Govt Offers 5G Device And Plan Package At RM60 Flat For Civil Servants

Civil servants will now enjoy a monthly rebate of RM10 for their respective postpaid mobile package under the Rahmah Civil Servants Postpaid Incentive effective this Aug 31.

“It is applicable to any existing postpaid package,” Communications and Digital Minister Fahmi Fadzil announced in a statement today.

“This means that civil servants will save RM120 annually on postpaid package payments,” he said, adding that the incentive was a token of appreciation to civil servants.

Fahmi also said his ministry, with the cooperation of the Malaysian Communications and Multimedia Commission (MCMC), telecommunication service providers (telcos) and device manufacturers, Samsung Malaysia and Honor Malaysia, will be offering the 5G Rahmah package from Aug 31.

The 5G Rahmah package is a 5G device and data plan priced at RM60 a month, with the choice of either a Samsung A14 5G or Honor 90 Lite 5G from as low as RM240.

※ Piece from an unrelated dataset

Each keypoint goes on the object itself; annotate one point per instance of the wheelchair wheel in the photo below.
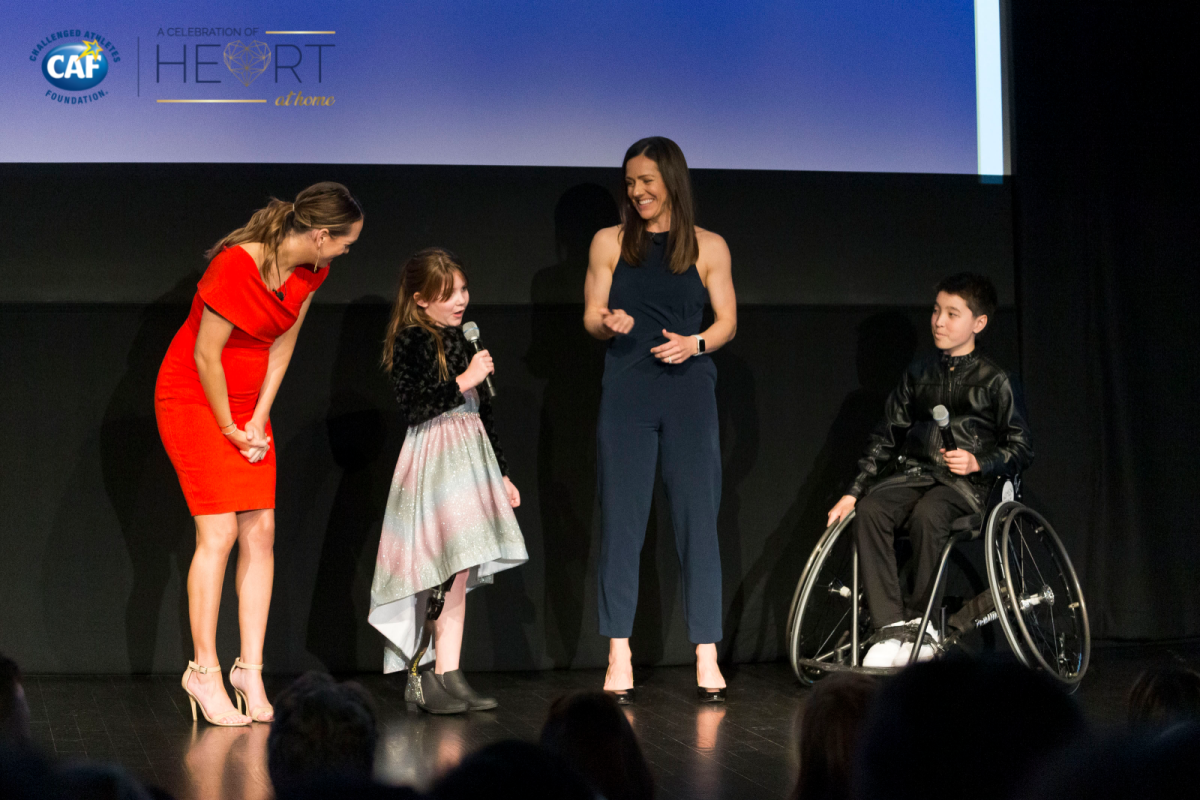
(819, 632)
(1035, 584)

“The 5G Rahmah package is open to all Malaysians,” Fahmi said, adding that the first 100,000 subscribers from the B40 group will be get to enjoy the package with the smartphone priced at RM120.

The package, which has a 24-month subscription, will be available from Aug 31 with an extended warranty of two years for the smart phones as compared with the  one-year period offered previously.

Both the 5G Rahmah package and the Rahmah Civil Servants Postpaid Incentive are mobile data service packages that are cheaper than existing packages on the market, he said, pointing out that the Unity Government was serious about closing the digital gap and ensuring that Malaysians could afford quality Internet service at affordable prices.

Fahmi had shared yesterday that the government would be announcing special postpaid packages for civil servants today following complaints by frontliners on the field regarding the current price of postpaid packages.

Media reports on July 31 quoted Fahmi as saying that Internet package prices would drop by September after the Mandatory Standard on Access Pricing (MSAP) came into effect. The MCMC had also touched on the issue, stating on July 11 that the retail price of fixed broadband services based on the MSAP could only be applied after the access agreement was signed between service providers.